Deux autres liens d'actualité au sujet du prix des eReaders :
http://www.nytimes.com/2009/08/05/t...
http://blogs.zdnet.com/BTL/?p=29815
Désolée, Françis, pour mon retard à répondre à ton entrée, je me suis trompée dans les titres!
La guerre que se livre les grands joueurs dans ce domaine est, en un sens, une extension des guerres qu'ils se sont menés sur d'autres terrains afin de gagner la plus grande part de marché possible. Et il semble que l'industrie du livre imprimé ait voulu éviter les erreurs de l'industrie de la musique. Le jeu de la concurrence leur a été profitable et, en un sens, je crois qu'il est préférable que ce jeu puisse venir balancer un peu les règles du marché.
Mais un élément qui peut aussi venir jouer dans cette guerre est la popularité des différents supports aux livres électroniques. Les prévisions sont très favorables pour le moment ces derniers et il semble que le marché est appelé à s'agrandir. Mais jusqu'à quel point les consommateurs vont-ils suivre le mouvement? Bon, je sais que je suis vieux jeu mais je préfère encore une bonne vieille version papier qu'un support électronique pour lire en paix. Mais qu'en sera-t-il à long terme? Et à quel rythme se développera ce créneau? Ces produits sont encore relativement nouveaux et je crois qu'ils sont là pour rester mais seront-il réellement le support privilégié pour les lecteurs de tout acabit? Peut-être la guerre s'essoufflera d'elle-même ou sera encore plus féroce, c'est à voir!

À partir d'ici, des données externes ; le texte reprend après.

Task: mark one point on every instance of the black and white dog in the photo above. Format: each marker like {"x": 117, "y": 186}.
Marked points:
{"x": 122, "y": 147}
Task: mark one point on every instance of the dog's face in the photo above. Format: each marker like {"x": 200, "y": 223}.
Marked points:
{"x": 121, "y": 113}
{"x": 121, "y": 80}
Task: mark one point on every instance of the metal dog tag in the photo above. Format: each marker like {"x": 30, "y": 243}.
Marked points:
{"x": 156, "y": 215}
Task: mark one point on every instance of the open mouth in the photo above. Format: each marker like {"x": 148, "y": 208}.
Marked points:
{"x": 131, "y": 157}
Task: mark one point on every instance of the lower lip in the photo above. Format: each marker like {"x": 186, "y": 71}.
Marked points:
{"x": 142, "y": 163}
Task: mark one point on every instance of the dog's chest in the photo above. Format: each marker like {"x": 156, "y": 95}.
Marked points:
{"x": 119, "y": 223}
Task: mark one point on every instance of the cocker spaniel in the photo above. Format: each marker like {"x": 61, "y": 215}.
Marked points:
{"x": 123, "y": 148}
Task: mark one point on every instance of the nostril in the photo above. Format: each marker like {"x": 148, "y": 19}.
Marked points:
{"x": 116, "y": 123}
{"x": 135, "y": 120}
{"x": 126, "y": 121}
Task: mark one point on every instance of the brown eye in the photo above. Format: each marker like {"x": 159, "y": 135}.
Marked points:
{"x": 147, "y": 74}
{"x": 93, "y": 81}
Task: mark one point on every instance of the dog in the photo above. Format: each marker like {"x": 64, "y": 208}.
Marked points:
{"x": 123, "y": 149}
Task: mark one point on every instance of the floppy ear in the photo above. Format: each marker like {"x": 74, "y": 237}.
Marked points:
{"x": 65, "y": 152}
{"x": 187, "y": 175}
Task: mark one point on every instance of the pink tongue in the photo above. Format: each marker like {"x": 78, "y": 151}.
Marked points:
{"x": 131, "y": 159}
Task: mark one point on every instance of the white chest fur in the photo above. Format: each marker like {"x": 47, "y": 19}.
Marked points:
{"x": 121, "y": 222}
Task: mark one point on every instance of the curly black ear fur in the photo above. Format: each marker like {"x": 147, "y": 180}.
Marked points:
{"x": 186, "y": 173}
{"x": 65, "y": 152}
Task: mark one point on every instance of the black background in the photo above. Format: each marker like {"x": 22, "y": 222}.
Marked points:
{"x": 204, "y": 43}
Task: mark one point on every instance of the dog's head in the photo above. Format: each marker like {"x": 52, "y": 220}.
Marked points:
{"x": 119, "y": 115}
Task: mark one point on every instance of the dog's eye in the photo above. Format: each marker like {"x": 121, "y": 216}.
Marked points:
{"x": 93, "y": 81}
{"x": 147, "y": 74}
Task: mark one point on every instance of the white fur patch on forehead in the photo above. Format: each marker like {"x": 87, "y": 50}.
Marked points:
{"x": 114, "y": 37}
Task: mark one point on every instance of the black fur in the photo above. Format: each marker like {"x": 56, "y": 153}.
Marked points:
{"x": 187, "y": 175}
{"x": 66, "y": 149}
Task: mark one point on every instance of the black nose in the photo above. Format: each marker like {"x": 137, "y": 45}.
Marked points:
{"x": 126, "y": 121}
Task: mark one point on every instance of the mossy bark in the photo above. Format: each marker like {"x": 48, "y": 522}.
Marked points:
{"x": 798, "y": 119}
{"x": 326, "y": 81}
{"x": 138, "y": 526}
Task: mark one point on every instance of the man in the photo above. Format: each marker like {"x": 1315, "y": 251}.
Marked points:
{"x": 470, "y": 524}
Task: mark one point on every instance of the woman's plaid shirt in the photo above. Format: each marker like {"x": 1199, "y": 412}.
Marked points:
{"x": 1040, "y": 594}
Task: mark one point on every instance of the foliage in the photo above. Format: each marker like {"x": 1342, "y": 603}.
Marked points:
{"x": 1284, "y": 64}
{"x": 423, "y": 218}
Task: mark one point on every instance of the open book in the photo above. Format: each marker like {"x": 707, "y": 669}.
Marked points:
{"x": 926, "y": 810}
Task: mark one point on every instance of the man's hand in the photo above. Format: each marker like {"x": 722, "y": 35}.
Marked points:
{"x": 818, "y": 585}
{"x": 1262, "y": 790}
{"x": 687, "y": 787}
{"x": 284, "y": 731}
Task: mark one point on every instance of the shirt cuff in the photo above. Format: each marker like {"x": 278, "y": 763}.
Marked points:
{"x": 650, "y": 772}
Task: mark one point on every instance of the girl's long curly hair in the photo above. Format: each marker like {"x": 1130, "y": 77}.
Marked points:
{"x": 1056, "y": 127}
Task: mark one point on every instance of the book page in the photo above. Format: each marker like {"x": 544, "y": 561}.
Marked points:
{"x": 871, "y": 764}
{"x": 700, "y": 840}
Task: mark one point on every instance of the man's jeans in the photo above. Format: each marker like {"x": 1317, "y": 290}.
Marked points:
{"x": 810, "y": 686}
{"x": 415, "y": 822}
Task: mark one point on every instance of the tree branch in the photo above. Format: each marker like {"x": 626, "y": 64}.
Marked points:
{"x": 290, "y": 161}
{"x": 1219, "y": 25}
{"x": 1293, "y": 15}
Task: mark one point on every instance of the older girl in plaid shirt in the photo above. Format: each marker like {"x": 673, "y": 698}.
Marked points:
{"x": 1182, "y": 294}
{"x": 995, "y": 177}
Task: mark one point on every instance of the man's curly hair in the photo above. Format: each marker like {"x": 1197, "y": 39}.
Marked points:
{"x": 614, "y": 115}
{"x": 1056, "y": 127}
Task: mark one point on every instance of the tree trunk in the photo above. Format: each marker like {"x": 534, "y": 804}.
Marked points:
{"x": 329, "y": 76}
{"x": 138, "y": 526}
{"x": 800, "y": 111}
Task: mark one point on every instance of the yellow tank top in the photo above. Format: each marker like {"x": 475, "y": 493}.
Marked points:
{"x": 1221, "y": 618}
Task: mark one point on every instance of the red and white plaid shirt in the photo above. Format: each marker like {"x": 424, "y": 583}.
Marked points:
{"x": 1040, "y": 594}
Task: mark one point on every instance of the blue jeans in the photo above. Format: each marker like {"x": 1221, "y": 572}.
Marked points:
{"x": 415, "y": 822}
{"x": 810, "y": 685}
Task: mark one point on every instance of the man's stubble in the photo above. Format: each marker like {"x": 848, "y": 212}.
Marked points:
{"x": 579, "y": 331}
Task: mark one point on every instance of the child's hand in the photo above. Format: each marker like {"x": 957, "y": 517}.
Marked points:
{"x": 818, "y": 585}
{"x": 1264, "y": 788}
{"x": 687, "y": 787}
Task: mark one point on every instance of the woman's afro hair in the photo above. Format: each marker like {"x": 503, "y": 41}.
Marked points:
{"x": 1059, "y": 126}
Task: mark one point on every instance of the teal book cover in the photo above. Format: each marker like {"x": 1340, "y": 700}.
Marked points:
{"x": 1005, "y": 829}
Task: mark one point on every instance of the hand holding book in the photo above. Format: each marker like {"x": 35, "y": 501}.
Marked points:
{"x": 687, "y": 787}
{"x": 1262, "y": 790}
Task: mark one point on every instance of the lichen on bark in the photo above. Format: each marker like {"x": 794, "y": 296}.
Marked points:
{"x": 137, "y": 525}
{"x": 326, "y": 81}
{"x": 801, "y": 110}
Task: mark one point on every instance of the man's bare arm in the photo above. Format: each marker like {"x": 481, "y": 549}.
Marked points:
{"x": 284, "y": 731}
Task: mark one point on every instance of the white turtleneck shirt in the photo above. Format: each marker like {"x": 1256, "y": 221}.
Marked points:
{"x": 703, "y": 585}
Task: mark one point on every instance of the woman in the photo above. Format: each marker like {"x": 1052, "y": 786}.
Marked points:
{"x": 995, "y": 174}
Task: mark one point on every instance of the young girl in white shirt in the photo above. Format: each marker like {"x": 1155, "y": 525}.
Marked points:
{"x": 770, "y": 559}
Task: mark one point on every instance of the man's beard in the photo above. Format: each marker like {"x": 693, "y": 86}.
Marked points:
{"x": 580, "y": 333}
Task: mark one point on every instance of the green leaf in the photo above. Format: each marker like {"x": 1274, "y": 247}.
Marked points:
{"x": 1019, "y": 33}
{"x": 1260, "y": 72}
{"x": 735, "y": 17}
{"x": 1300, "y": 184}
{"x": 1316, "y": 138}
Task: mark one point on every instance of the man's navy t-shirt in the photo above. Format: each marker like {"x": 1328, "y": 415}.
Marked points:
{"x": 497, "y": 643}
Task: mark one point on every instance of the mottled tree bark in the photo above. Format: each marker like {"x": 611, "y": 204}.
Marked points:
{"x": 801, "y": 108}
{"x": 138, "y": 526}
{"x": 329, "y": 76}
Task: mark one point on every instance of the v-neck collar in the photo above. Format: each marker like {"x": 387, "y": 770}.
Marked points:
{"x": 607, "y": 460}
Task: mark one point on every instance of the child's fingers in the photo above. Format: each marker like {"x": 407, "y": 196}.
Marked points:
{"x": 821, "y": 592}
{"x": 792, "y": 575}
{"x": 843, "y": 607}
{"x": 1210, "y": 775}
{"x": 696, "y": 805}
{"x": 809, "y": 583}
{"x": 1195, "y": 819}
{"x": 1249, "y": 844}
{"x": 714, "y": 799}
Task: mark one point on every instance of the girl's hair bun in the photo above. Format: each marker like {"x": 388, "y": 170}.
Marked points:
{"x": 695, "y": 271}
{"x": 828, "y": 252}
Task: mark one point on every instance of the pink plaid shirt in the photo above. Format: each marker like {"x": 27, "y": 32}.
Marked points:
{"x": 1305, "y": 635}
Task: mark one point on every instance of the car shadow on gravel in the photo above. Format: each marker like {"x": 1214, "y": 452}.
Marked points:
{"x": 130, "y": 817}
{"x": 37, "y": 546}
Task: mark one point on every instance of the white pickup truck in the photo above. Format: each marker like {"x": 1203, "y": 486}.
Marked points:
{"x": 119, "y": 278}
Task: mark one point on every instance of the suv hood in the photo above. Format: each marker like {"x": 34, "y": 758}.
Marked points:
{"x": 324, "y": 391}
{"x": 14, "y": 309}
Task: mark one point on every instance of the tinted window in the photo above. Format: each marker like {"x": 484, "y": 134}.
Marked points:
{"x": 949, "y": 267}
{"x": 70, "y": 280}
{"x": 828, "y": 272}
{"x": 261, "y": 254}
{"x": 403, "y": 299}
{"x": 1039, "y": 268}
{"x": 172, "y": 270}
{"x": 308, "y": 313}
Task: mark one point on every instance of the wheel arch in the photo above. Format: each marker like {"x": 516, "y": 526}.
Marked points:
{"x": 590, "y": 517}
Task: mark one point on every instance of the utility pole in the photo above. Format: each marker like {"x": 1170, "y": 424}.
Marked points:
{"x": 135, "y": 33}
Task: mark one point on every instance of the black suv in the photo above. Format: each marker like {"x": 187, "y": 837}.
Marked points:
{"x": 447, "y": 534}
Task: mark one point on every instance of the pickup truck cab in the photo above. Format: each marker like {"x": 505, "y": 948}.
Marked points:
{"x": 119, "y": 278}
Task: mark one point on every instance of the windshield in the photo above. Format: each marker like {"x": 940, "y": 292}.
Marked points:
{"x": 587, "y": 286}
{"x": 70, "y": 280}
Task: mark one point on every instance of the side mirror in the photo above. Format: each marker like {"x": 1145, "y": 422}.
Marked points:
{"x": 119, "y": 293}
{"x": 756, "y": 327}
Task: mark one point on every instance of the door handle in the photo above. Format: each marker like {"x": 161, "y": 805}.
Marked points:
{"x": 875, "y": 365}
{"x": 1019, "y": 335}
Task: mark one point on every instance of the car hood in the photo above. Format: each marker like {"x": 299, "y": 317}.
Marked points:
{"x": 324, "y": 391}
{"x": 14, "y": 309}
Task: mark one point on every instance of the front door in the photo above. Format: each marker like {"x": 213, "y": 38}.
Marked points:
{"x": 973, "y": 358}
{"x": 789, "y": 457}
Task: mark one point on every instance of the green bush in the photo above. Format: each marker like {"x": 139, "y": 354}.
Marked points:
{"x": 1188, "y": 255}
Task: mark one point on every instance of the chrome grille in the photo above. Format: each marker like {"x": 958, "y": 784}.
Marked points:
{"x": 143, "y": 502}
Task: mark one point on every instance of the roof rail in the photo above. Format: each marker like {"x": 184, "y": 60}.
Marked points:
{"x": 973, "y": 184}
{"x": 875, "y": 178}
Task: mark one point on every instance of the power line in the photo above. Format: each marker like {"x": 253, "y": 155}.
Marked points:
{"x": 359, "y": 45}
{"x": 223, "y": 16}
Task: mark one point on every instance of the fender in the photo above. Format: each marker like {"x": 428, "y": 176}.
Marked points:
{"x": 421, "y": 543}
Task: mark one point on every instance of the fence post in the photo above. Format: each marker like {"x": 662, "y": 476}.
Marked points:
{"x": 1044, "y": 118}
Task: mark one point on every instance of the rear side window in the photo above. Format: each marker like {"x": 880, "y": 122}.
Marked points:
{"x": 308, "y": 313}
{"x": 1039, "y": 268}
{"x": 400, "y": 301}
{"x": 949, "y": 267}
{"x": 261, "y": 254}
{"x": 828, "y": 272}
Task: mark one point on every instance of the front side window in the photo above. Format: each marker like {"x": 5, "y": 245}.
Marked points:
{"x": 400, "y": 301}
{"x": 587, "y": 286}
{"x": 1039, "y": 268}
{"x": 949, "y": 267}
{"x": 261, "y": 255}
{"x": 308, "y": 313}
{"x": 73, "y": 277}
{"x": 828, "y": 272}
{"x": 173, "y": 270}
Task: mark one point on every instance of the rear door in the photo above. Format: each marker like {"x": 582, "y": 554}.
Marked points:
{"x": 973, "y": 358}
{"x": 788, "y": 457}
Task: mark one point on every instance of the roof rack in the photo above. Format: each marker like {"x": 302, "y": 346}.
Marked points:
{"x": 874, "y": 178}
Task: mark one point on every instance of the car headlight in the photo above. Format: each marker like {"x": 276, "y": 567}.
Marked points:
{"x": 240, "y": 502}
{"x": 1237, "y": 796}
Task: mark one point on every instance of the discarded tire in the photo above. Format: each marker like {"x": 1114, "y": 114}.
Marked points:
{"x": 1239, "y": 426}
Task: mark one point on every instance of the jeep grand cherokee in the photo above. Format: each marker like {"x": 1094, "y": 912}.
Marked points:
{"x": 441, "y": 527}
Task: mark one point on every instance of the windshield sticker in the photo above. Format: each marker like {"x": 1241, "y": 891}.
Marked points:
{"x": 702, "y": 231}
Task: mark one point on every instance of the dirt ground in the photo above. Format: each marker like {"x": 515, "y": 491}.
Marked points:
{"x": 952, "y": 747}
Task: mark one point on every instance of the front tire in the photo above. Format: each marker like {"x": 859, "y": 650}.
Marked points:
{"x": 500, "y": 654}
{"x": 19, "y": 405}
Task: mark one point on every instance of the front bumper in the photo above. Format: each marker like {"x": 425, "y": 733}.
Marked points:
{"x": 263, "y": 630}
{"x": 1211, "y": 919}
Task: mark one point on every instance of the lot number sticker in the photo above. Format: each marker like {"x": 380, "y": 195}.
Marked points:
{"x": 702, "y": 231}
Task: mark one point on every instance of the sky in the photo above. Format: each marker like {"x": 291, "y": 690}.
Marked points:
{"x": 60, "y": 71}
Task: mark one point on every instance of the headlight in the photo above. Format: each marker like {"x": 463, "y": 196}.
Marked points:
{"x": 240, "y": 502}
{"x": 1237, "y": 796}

En terminant, j'ajouterais dans la liste des sites intéressants pour les livres électroniques, le site du Projet Gutenberg, que j'adore parcourir... :)
http://www.gutenberg.org/wiki/Main_...
Bonjour Francis,
Voir cette intéressante synthèse de V. Clayssen et ses commentaires :
http://www.archicampus.net/wordpres...
Bonjour à tous,
Petite correction Francis lorsque tu dis que : "la musique achetée à travers iTunes est protégée et ne peut être lue qu’avec un iPod, Apple oblige ainsi, tout comme Amazon avec son format AZW, les acheteurs de ses produits à acheter ses contenus."
Cela n'est plus vrai depuis l'arrivée du format iTunes Plus. Apple n'est plus tenu de protéger les fichiers avec DRM, c'est pourquoi la musique achetée sur l’iTunes Store fonctionne avec de nombreux lecteurs mp3, pas seulement avec le iPod. La protection DRM était avant tout une contrainte technique qui empêchait la compatibilité avec d'autres lecteurs mp3, même si cette contrainte jouait en la faveur d'Apple.
http://support.apple.com/kb/HT2698
De toute façon, maintenant que le iPod est "le baladeur numérique le plus vendu au monde", cela n'a plus vraiment d'importance.